In a profound gloom for his loss, the arksmen continued their voyage.
What they did not know, and could not guess, was that they left behind them another member of the crew.
Jimmy Claiborne had been floating down the river in a canoe, waiting to be picked up by the ark, when he had been captured by these same Shawnees.
CHAPTER VI
A DANGEROUS “GOBBLER”
The adventure of Louis Gist was indeed a singular one. He had set his pole in the sandy bottom to help push the ark off, and he and Merrick and Kenton were pushing hard together when a bullet from one of their Indian assailants ashore broke the setting-pole between his hands, and, penetrating his deerskin jacket, struck a rib, which it also broke. But the lead was deflected, and passing half round his body beneath the skin, lodged there as a little blue lump against a rib on the other side!

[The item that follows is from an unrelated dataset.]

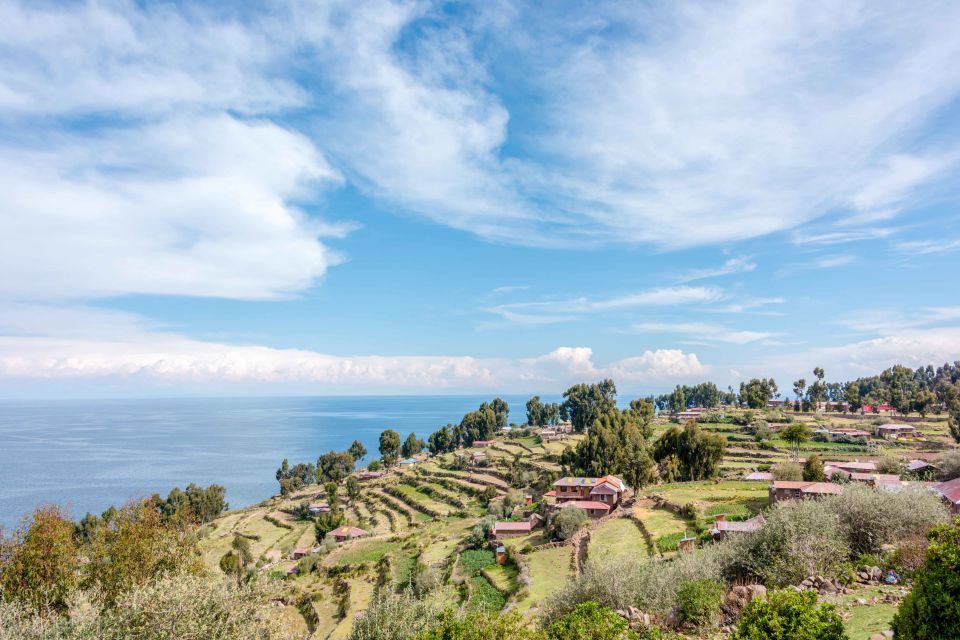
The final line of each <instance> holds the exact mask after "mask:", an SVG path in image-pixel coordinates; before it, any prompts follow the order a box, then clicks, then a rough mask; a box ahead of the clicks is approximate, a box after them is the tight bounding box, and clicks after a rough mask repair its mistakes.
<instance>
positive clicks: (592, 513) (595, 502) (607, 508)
mask: <svg viewBox="0 0 960 640" xmlns="http://www.w3.org/2000/svg"><path fill="white" fill-rule="evenodd" d="M567 507H577V508H578V509H583V510H584V511H586V512H587V515H588V516H590V517H591V518H602V517H603V516H605V515H607V514H608V513H610V509H611V508H612V507H611V506H610V505H609V504H605V503H603V502H597V501H596V500H571V501H569V502H564V503H563V504H561V505H560V508H561V509H566V508H567Z"/></svg>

The breaking of the pole and the shock caused him to pitch overboard; and, as he was but an indifferent swimmer, he would probably have drowned then and there had it not been for a strong eddy of the current at the foot of Letart’s Island. This eddy swept him round with it like a bit of flotsam, and lodged him in shallower water, amid clots of foam and driftwood.
Here his knees touched bottom and he got his head up. He thought himself mortally wounded, for the shock of the bullet directly over his heart had been heavy. Moreover, he was in great pain and bleeding considerably, and in this predicament he seemed partially or wholly to have lost consciousness.
When at length he came to himself, he had a confused impression that there had been a terrible battle, that the ark had been taken, and all his late companions killed.